Nations create industry utilising a blend of knowledge and natural resources. Through knowledge, skills are developed to tap natural resources and transform them into useful goods that attract revenue. The goods can either be consumed internally or they can be exported for foreign exchange. In Nigeria’s case, compatriots have been happy exporting raw produce, importing finished goods and then expatriating proceeds to buy homes and luxuries abroad. Inevitably, we carelessly kill jobs in our country and provide jobs for people in the industrialised countries where we spend the little money that would create a future for upcoming generations.
Value addition to solid minerals
Natural resources alone are not enough to make a nation wealthy. They only increase in value as they are processed from their raw form. For example, Nigeria has gemstones which, in their natural state, are lumps of rock. When processed, they become attractive stones and when utilized to create ornaments, they become expensive jewelry, depending on the grade of the stone. Each of these stages – from the primary state, to the intermediary product to the finished one, provides a value chain that employs people. According to Dr. Umar Bamaili, Director of the Nigerian Institute of Mining and Geosciences, polished stones can fetch as much as 500 times the cost of raw stones and the value increases further as the gems are utilised to produce jewelry. Government’s current interest in revamping the nation’s solid minerals subsector must focus on value addition. For example, Barytes and Bentonite are muds used in oil drilling; they abound naturally in Nigeria. However, oil companies still import them because of the huge processing and grading gaps in the solid mineral subsector.

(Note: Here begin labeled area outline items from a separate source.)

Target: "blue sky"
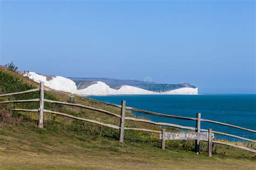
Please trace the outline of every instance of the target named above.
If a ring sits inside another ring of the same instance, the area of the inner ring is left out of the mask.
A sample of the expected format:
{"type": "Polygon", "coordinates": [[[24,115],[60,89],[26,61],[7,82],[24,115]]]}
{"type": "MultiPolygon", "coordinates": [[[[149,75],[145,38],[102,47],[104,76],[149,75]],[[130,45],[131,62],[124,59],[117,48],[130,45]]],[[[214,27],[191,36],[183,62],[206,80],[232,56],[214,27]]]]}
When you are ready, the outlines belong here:
{"type": "Polygon", "coordinates": [[[254,1],[0,1],[0,64],[256,93],[254,1]]]}

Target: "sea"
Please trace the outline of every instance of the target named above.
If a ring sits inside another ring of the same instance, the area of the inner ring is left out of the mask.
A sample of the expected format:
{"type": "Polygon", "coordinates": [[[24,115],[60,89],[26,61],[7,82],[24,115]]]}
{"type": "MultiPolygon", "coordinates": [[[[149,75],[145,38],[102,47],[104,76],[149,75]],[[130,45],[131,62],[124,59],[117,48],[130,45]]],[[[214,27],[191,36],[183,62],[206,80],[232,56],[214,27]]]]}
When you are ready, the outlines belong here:
{"type": "MultiPolygon", "coordinates": [[[[126,106],[180,116],[196,117],[197,113],[200,112],[201,118],[256,130],[255,94],[116,95],[87,97],[117,104],[120,104],[122,100],[125,100],[126,106]]],[[[196,126],[196,122],[194,121],[161,117],[136,112],[133,113],[137,116],[146,117],[155,122],[196,126]]],[[[221,125],[201,122],[201,128],[211,128],[213,131],[256,139],[255,133],[221,125]]],[[[218,134],[215,137],[230,141],[240,140],[218,134]]]]}

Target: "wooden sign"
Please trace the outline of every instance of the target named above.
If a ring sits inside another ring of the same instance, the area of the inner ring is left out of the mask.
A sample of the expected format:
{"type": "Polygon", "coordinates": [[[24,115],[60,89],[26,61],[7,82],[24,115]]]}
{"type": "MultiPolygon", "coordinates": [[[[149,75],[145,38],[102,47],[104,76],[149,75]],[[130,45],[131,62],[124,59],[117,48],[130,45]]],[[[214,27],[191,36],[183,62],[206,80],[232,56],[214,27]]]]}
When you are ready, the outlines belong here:
{"type": "MultiPolygon", "coordinates": [[[[213,138],[213,133],[212,134],[213,138]]],[[[160,139],[162,139],[162,133],[159,134],[160,139]]],[[[165,140],[208,140],[208,132],[180,132],[165,133],[165,140]]]]}

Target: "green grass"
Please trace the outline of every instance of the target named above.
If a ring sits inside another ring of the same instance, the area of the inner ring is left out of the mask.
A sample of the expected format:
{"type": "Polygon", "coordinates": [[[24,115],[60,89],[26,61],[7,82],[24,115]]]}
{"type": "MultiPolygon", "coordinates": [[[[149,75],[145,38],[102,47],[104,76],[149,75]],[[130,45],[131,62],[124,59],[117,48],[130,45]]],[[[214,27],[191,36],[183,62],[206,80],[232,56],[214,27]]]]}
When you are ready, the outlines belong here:
{"type": "MultiPolygon", "coordinates": [[[[38,84],[0,67],[0,94],[21,91],[38,84]]],[[[66,102],[69,94],[45,92],[45,98],[66,102]]],[[[38,93],[1,101],[38,98],[38,93]]],[[[75,96],[76,103],[120,114],[120,108],[75,96]]],[[[154,133],[126,130],[124,144],[118,141],[118,130],[44,114],[44,128],[37,128],[36,112],[9,111],[12,108],[36,109],[38,103],[0,104],[0,167],[4,168],[104,169],[256,169],[255,154],[231,147],[214,145],[212,158],[207,156],[207,143],[201,154],[193,152],[193,140],[167,141],[166,150],[154,133]]],[[[45,104],[47,109],[119,125],[117,118],[76,107],[45,104]]],[[[131,112],[127,115],[133,116],[131,112]]],[[[147,123],[126,121],[126,126],[160,130],[147,123]]],[[[170,128],[168,131],[177,131],[170,128]]],[[[244,145],[244,143],[241,144],[244,145]]],[[[249,145],[250,144],[248,144],[249,145]]],[[[255,145],[252,145],[255,148],[255,145]]]]}
{"type": "Polygon", "coordinates": [[[59,169],[241,169],[256,167],[253,155],[227,150],[235,155],[217,153],[208,158],[203,152],[167,147],[160,141],[125,141],[66,129],[44,129],[22,123],[0,125],[0,165],[3,168],[59,169]]]}

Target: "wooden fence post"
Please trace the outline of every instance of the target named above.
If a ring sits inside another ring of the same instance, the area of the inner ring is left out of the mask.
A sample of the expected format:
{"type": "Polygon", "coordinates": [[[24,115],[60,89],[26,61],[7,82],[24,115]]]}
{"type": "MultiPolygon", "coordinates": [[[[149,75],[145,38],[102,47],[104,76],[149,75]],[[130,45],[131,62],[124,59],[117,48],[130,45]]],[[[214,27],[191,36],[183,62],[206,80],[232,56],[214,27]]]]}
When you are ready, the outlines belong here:
{"type": "Polygon", "coordinates": [[[39,108],[39,128],[44,128],[44,82],[40,82],[40,101],[39,108]]]}
{"type": "MultiPolygon", "coordinates": [[[[197,125],[196,126],[196,132],[200,132],[201,131],[201,114],[200,113],[197,113],[197,125]]],[[[200,151],[200,140],[196,140],[196,152],[197,152],[197,154],[199,154],[199,151],[200,151]]]]}
{"type": "Polygon", "coordinates": [[[121,118],[120,119],[119,141],[124,142],[124,123],[125,118],[125,101],[122,101],[121,118]]]}
{"type": "Polygon", "coordinates": [[[211,129],[208,130],[208,157],[212,157],[212,130],[211,129]]]}
{"type": "Polygon", "coordinates": [[[165,129],[162,129],[162,149],[165,149],[165,129]]]}

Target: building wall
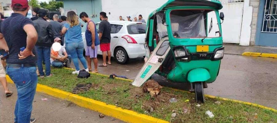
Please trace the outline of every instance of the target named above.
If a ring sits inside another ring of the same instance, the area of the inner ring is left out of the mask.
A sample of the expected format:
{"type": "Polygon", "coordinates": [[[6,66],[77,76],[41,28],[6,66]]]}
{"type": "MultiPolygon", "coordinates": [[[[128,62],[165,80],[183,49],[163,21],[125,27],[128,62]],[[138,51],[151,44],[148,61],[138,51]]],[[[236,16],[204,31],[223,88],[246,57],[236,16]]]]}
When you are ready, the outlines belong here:
{"type": "MultiPolygon", "coordinates": [[[[65,0],[64,2],[64,10],[77,10],[76,14],[79,16],[80,14],[85,12],[87,14],[90,18],[95,22],[100,21],[99,13],[102,10],[101,0],[65,0]]],[[[66,16],[66,15],[65,15],[66,16]]],[[[79,18],[79,22],[84,25],[82,28],[82,31],[84,32],[86,26],[86,23],[79,18]]]]}
{"type": "Polygon", "coordinates": [[[259,10],[259,5],[260,0],[250,0],[249,5],[253,8],[253,14],[252,14],[252,22],[251,26],[251,33],[250,37],[250,45],[255,45],[255,40],[256,39],[256,31],[257,30],[257,23],[258,18],[258,12],[259,10]]]}
{"type": "Polygon", "coordinates": [[[167,0],[102,0],[102,8],[107,13],[109,20],[119,20],[119,16],[125,20],[130,16],[131,19],[141,14],[147,21],[149,14],[165,3],[167,0]],[[109,13],[110,13],[110,14],[109,13]]]}

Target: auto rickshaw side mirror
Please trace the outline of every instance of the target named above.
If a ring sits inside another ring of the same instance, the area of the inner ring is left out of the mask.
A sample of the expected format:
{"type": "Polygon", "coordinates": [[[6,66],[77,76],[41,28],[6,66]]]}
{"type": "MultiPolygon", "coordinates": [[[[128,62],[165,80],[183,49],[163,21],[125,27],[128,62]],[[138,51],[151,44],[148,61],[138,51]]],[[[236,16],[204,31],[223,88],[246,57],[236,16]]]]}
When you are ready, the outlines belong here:
{"type": "Polygon", "coordinates": [[[220,19],[222,20],[224,20],[224,13],[223,13],[223,12],[220,12],[220,19]]]}
{"type": "Polygon", "coordinates": [[[166,25],[164,25],[164,23],[166,23],[165,14],[164,14],[163,15],[163,20],[162,20],[162,23],[164,25],[166,26],[166,25]]]}

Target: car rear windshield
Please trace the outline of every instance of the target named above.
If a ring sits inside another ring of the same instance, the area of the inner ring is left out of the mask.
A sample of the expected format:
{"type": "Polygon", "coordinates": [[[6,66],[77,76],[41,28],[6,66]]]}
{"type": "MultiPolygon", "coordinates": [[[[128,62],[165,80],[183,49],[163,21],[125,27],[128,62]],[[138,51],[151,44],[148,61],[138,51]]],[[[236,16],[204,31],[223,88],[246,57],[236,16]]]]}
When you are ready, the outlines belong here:
{"type": "Polygon", "coordinates": [[[127,26],[129,34],[145,34],[146,25],[145,24],[134,24],[127,26]]]}

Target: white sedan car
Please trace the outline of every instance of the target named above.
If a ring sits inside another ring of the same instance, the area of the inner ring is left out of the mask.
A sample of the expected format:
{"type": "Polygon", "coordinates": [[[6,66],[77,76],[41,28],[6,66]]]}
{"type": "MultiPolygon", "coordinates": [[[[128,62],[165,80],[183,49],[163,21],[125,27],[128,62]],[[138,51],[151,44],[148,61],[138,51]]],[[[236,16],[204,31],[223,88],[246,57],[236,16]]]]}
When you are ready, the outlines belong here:
{"type": "MultiPolygon", "coordinates": [[[[110,51],[111,56],[120,64],[128,62],[129,58],[145,55],[144,47],[146,24],[145,23],[127,21],[109,21],[111,29],[110,51]]],[[[99,23],[96,24],[98,30],[99,23]]],[[[82,33],[84,43],[86,46],[85,33],[82,33]]],[[[100,45],[98,55],[102,55],[100,45]]]]}

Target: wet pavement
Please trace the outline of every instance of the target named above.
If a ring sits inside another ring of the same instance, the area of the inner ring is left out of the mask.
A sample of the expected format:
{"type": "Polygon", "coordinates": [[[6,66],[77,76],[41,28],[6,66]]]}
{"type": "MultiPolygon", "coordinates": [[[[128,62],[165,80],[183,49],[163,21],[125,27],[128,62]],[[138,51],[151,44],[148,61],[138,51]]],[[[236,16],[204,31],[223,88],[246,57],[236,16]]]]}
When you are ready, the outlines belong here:
{"type": "MultiPolygon", "coordinates": [[[[98,57],[100,64],[102,58],[98,57]]],[[[114,60],[112,63],[107,67],[99,67],[99,73],[114,73],[134,79],[144,62],[142,57],[131,59],[126,65],[117,64],[114,60]]],[[[157,74],[152,78],[159,82],[166,81],[157,74]]],[[[225,54],[216,80],[208,84],[204,91],[208,94],[277,109],[277,59],[225,54]]]]}
{"type": "Polygon", "coordinates": [[[224,44],[225,54],[241,55],[245,52],[277,54],[277,47],[256,46],[242,46],[234,44],[224,44]]]}
{"type": "MultiPolygon", "coordinates": [[[[4,89],[0,84],[0,123],[14,122],[14,111],[17,94],[14,85],[9,84],[8,87],[14,93],[11,97],[7,98],[4,96],[4,89]]],[[[100,118],[99,113],[38,93],[37,93],[35,96],[33,109],[31,118],[36,119],[36,123],[124,122],[106,116],[100,118]],[[47,98],[48,100],[42,101],[42,98],[47,98]]]]}

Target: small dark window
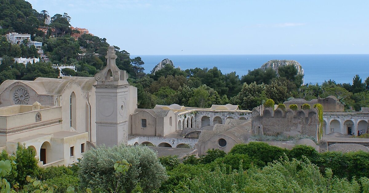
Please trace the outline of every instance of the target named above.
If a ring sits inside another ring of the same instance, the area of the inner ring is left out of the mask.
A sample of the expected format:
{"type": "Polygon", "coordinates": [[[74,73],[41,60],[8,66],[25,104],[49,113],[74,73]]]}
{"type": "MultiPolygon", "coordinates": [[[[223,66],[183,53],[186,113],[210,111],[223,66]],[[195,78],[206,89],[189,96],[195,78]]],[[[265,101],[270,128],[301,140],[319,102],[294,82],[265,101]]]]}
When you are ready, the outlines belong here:
{"type": "Polygon", "coordinates": [[[81,144],[81,153],[83,153],[85,152],[85,143],[81,144]]]}
{"type": "Polygon", "coordinates": [[[227,142],[225,139],[221,138],[218,140],[218,144],[219,144],[219,146],[220,147],[225,147],[225,146],[227,145],[227,142]]]}
{"type": "Polygon", "coordinates": [[[141,126],[146,127],[146,119],[141,119],[141,126]]]}
{"type": "Polygon", "coordinates": [[[38,112],[36,114],[36,122],[41,121],[41,114],[38,112]]]}
{"type": "Polygon", "coordinates": [[[74,146],[70,147],[70,157],[74,156],[74,146]]]}

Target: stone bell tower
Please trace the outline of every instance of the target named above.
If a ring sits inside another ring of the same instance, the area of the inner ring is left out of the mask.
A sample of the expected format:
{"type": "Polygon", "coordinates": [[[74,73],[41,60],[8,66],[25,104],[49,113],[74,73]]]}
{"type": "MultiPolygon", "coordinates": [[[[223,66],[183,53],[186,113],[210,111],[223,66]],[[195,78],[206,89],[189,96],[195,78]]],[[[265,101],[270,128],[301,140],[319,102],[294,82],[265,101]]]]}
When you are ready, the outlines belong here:
{"type": "Polygon", "coordinates": [[[106,66],[95,75],[96,143],[111,146],[127,144],[130,115],[137,108],[137,88],[130,86],[128,74],[115,64],[114,47],[109,46],[106,66]]]}

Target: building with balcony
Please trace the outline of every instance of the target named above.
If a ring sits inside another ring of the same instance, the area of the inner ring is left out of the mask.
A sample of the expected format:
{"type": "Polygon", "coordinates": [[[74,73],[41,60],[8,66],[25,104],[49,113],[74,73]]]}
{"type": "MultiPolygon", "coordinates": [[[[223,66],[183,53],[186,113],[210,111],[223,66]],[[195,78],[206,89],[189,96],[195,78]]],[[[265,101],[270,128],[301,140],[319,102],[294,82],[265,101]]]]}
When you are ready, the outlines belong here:
{"type": "Polygon", "coordinates": [[[6,35],[8,40],[13,44],[20,44],[23,40],[31,41],[31,34],[20,34],[16,32],[10,33],[6,35]]]}

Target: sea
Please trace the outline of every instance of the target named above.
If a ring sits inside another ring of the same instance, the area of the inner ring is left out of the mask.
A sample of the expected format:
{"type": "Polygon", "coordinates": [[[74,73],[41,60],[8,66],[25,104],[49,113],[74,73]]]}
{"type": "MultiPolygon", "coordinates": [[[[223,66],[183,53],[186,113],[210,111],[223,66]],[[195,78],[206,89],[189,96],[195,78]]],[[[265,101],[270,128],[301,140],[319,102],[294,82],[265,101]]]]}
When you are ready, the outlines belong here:
{"type": "Polygon", "coordinates": [[[260,68],[272,60],[296,60],[302,66],[305,84],[321,84],[331,79],[337,83],[351,83],[358,74],[363,81],[369,76],[369,54],[193,55],[131,56],[140,56],[145,72],[149,73],[163,60],[171,60],[181,69],[216,67],[223,74],[235,71],[241,77],[249,70],[260,68]]]}

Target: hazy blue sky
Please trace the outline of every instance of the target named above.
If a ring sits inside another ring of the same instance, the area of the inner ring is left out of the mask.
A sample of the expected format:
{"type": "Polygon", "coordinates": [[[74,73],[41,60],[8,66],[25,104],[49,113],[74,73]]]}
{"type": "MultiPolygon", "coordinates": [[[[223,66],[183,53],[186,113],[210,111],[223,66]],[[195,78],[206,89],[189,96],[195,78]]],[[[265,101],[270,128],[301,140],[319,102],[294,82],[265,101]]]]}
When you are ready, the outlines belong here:
{"type": "Polygon", "coordinates": [[[369,53],[369,1],[29,0],[132,55],[369,53]]]}

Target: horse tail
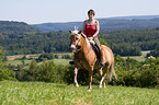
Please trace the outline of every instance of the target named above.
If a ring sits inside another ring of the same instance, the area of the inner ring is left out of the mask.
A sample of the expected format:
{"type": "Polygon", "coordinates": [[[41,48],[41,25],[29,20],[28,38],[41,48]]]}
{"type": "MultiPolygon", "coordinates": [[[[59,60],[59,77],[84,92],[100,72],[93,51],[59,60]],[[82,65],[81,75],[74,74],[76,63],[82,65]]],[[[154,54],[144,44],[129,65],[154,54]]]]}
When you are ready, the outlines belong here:
{"type": "Polygon", "coordinates": [[[114,70],[114,61],[113,61],[113,63],[111,65],[109,71],[110,71],[110,81],[112,81],[112,73],[114,74],[115,79],[117,80],[117,77],[116,77],[115,70],[114,70]]]}

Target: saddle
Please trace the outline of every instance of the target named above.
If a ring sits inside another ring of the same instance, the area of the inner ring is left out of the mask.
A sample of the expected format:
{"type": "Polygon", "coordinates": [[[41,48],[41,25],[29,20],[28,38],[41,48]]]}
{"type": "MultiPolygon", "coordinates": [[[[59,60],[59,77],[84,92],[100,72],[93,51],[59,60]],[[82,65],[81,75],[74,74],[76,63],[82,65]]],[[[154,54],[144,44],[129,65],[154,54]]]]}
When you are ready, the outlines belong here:
{"type": "Polygon", "coordinates": [[[94,52],[96,55],[98,60],[100,60],[100,57],[101,57],[100,48],[98,47],[98,45],[93,40],[90,42],[90,44],[91,44],[92,49],[94,50],[94,52]]]}

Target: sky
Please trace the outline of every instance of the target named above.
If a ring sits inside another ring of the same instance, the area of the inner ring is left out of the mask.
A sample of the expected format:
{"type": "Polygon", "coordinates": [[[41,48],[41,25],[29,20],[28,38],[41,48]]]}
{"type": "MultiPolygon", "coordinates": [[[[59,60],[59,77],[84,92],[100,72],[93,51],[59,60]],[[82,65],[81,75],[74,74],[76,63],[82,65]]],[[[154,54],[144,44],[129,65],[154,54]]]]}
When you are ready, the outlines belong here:
{"type": "Polygon", "coordinates": [[[90,9],[95,19],[159,15],[158,4],[159,0],[0,0],[0,21],[82,22],[90,9]]]}

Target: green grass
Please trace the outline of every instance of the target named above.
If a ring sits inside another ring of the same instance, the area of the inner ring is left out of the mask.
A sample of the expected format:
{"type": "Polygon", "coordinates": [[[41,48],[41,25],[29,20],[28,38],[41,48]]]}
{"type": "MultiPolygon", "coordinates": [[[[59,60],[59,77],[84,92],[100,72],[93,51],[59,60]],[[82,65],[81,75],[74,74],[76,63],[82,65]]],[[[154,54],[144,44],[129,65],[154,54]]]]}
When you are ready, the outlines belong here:
{"type": "MultiPolygon", "coordinates": [[[[127,59],[128,57],[122,57],[124,59],[127,59]]],[[[130,59],[135,59],[137,61],[145,61],[146,58],[144,56],[129,56],[130,59]]]]}
{"type": "Polygon", "coordinates": [[[63,66],[67,66],[69,65],[70,59],[54,59],[54,62],[56,65],[63,65],[63,66]]]}
{"type": "Polygon", "coordinates": [[[159,105],[158,89],[0,81],[0,105],[159,105]]]}

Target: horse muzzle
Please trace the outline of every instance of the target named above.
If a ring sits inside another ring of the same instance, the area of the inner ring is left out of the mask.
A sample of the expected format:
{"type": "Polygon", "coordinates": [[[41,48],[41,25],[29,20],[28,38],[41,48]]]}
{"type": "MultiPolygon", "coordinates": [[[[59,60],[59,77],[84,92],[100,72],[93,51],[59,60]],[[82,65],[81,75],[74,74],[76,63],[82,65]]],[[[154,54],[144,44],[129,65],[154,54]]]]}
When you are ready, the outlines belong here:
{"type": "Polygon", "coordinates": [[[69,50],[70,50],[70,52],[75,51],[76,50],[76,45],[70,45],[69,50]]]}

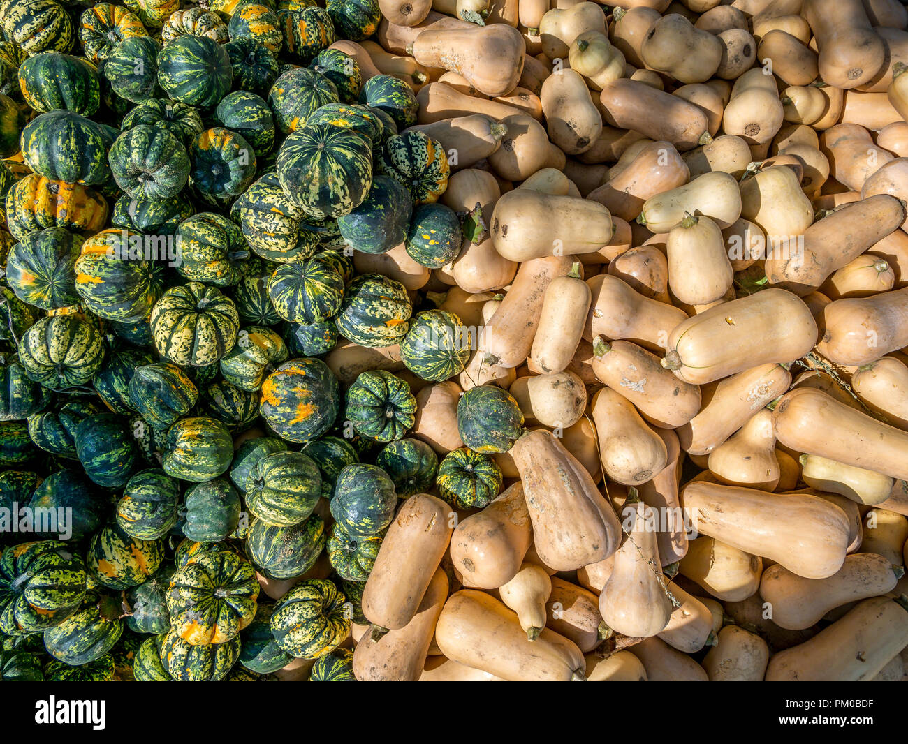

Value addition in the oil and gas industry
The mistake has lingered but can be corrected in these difficult times when our crude oil no longer fetches much in the international market. Nigeria is blessed with such huge oil reserves that merely selling it in the raw form has been able to sustain the nation, albeit inefficiently and ineffectively. History has it though that Nigeria briefly exported refined products but that is yet to be rediscovered. Presently, we still export our crude to a now unwilling international market and import more expensive refined products in return.
Adding value to our crude will make us independent in the provision of fuels like PMS, aviation fuel, kerosene and other fuels and oils. It would also provide raw materials for the local cosmetics and pharmaceutical industries and other relevant industries. A reference point today is a mini refinery owned by a marginal oil field operator, Niger Delta Exploration and Production Company which produces diesel and gas for local consumption and for export.
The Managing Director of the company, Dr. Layi Fatona, finds the foray not only financially rewarding but ethically so as they do not flare gas but tap and process it into a refined product. This venture proves that it is doable – it is possible to drill and refine here while also capturing the associated gas for added revenue. According to him, there is room enough for 20 such operators to spring up in the Niger Delta province to meet the demand for diverse refined fuels in the country and to make cooking gas readily available so we stop destroying our shelter belts through felling of trees for firewood and using kerosene which emits fumes that trouble the environment. The value chains created by the processing industries will create jobs for many Nigerians.
Value addition in agriculture
Nigeria is basically an agrarian economy but we have not maximised the opportunities in the agricultural sector because our focus has for so long centered on primary production. This approach has also led to huge annual post-harvest losses. We have diverse agricultural, including forestry resources that would earn a lot of revenue when taken further to secondary and tertiary stages. A crop like tomato has a short keeping life but it can be processed into tomato puree, flakes, ketchup and so on to extend its shelf life. The Raw Materials Research and Development Council has developed an industrial cluster model that will lead to the industrialisation of our rural areas where harvests can be processed into industrial raw materials. Implementation of this model will create rural jobs and arrest rural-urban drift. Trees like shea butter, eucalyptus, neem (dogonyaro), moringa and so on are potential industrial raw materials both for local industry and for export. The Federal Institute of Industrial research, according to its Director-General, Dr. Gloria Elemo, has compiled an inventory of processing technologies for natural resources in the nation’s 774 Local Government Areas.
A product of their research efforts over the years, it is an investment guide that governments at all levels, policy makers, local entrepreneurs can utilise to groom local industry and reshape our economy. Some of these include processes for refining shea-butter, production of tomato puree, noodles using cassava, a Nigerian staple amongst others.